O Tribunal Regional Eleitoral de São Paulo decidiu manter Pablo Marçal inelegível até 2032 e, com isso, tirou do jogo um dos nomes conservadores que mais cresciam em São Paulo.
Os sete integrantes da Corte rejeitaram, por unanimidade, o recurso do empresário contra a condenação por uso indevido dos meios de comunicação na campanha à Prefeitura de São Paulo em 2024.
Por que Marçal foi condenado?
Quem decidiu essa inelegibilidade toda?
O próprio TRE-SP, com sete membros, confirmou a condenação e manteve também a multa de R$ 420 mil por descumprimento de ordem judicial durante a campanha, quando Marçal foi proibido de remunerar apoiadores e teve seus perfis oficiais suspensos até o fim da disputa.
Abuso de poder econômico foi comprovado?
Curiosamente, não.
O tribunal afastou as acusações de abuso de poder econômico e de irregularidades na arrecadação porque não houve prova de pagamento efetivo dos prêmios prometidos.
Mesmo assim, considerou que apenas a organização da disputa e a oferta de remuneração já seriam suficientes para caracterizar uso indevido dos meios de comunicação.
Isso vale para todos os candidatos?
Na prática, não é o que o brasileiro vê.
Enquanto influenciadores alinhados à esquerda e políticos tradicionais usam redes, militância digital e estruturas milionárias de comunicação sem grandes consequências, um candidato outsider conservador é afastado por uma estratégia de engajamento que virou alvo prioritário da Justiça Eleitoral.
Por que tanto foco em Pablo Marçal?
Filiado ao União Brasil desde março, Marçal era cotado para disputar vaga no Congresso em 2026 e apareceu com 9% das intenções de voto para o Senado em São Paulo em pesquisa recente.
Isso afeta as eleições de 2026?
Afeta diretamente.
A inelegibilidade até 2032 atinge em cheio os planos de Marçal e reduz o espaço para novas lideranças conservadoras em São Paulo, mantendo o tabuleiro mais confortável para nomes tradicionais e para a esquerda, que segue forte no jogo institucional.
Marçal ainda pode recorrer dessa decisão?
Sim.
A defesa pode recorrer ao Tribunal Superior Eleitoral (TSE).
Enquanto isso, ele ainda pode tentar registrar candidatura sub judice, ou seja, disputar uma eleição enquanto aguarda decisão definitiva.
Mas o recado político já foi dado: o sistema não quer surpresas.
Por que a direita vê perseguição aqui?
Porque a sensação é de dois pesos e duas medidas.
Quando é um conservador usando internet e engajamento orgânico, vira “uso indevido dos meios de comunicação”.
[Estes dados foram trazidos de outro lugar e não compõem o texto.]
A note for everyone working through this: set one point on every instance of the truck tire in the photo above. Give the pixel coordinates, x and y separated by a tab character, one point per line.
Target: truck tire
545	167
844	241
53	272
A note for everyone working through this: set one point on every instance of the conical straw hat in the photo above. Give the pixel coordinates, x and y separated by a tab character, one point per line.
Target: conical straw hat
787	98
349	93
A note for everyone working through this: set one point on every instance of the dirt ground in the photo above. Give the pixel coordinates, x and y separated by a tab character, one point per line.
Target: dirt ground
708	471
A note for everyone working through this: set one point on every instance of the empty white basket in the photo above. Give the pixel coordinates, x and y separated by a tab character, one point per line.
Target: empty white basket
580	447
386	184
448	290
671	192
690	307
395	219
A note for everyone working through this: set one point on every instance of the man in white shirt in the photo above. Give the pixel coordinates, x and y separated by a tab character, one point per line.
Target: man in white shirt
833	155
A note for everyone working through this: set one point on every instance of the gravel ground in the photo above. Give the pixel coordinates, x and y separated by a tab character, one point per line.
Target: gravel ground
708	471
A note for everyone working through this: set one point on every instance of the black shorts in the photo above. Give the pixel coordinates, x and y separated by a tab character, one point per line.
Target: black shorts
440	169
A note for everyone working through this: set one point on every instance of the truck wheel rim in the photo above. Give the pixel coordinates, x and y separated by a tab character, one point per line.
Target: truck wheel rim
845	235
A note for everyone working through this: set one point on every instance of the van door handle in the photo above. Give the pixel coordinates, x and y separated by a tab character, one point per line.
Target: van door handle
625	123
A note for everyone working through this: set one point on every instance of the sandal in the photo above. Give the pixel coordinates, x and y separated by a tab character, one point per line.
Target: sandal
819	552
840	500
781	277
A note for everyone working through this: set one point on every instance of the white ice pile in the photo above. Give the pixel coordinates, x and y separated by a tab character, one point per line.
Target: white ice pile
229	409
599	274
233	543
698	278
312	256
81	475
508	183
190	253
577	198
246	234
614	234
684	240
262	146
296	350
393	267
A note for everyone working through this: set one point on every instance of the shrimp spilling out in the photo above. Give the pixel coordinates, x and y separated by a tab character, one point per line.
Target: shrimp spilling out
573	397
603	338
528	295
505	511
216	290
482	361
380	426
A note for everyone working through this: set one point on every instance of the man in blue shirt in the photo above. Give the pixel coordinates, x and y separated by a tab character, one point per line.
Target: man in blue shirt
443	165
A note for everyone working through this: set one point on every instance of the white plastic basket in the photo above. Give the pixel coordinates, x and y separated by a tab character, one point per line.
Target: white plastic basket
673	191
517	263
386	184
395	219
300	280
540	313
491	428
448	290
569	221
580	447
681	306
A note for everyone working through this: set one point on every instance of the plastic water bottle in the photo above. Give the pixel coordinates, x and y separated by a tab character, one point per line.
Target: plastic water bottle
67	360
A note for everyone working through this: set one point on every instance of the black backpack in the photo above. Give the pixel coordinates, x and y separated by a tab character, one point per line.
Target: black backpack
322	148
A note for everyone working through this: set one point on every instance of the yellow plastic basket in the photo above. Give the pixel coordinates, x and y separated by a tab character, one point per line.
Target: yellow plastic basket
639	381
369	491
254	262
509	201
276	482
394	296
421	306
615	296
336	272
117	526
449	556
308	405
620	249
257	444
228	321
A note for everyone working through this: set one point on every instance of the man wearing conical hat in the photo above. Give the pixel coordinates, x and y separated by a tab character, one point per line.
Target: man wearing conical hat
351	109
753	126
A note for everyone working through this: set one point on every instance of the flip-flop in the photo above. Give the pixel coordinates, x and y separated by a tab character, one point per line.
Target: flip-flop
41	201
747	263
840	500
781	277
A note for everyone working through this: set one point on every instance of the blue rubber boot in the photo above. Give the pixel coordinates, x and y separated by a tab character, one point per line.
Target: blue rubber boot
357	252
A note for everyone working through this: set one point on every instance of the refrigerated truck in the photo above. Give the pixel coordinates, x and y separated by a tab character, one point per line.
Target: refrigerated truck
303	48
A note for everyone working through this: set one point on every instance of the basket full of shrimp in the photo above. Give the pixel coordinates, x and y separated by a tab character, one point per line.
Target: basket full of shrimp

Quando são máquinas partidárias tradicionais, sindicatos, artistas e grandes veículos militando abertamente, vira “liberdade de expressão” e “debate democrático”.
Quem ganha com Marçal fora do jogo?
Ganha quem sempre ganhou: os mesmos grupos que dominam a política paulista há décadas e que preferem enfrentar adversários previsíveis, domesticados e negociáveis.
Um nome que fala direto com o povo, fora da cartilha da velha política, vira risco a ser neutralizado.
Isso muda o cenário conservador em São Paulo?
Muda muito.
Sem Marçal plenamente liberado, o campo conservador perde um nome competitivo para o Senado e para futuras disputas majoritárias.
A esquerda e o establishment respiram aliviados, enquanto o eleitor olha para tudo isso e se pergunta até quando a Justiça Eleitoral vai pesar a mão sempre para o mesmo lado.
Quem está com medo de Marçal?
Claramente, quem teme que a política saia das mãos dos mesmos de sempre.
A mensagem é clara: se você ousar crescer rápido demais, usar a internet de forma criativa e falar o que o sistema não quer ouvir, a conta chega — e chega pesada.
Por que isso preocupa o eleitor conservador?
Porque reforça a percepção de que não basta ter voto, apoio popular e presença digital.
Se o candidato não for do “clube certo”, qualquer detalhe vira motivo para cassação, multa e inelegibilidade.
E, mais uma vez, quem paga a conta é o brasileiro que queria ver renovação de verdade nas urnas.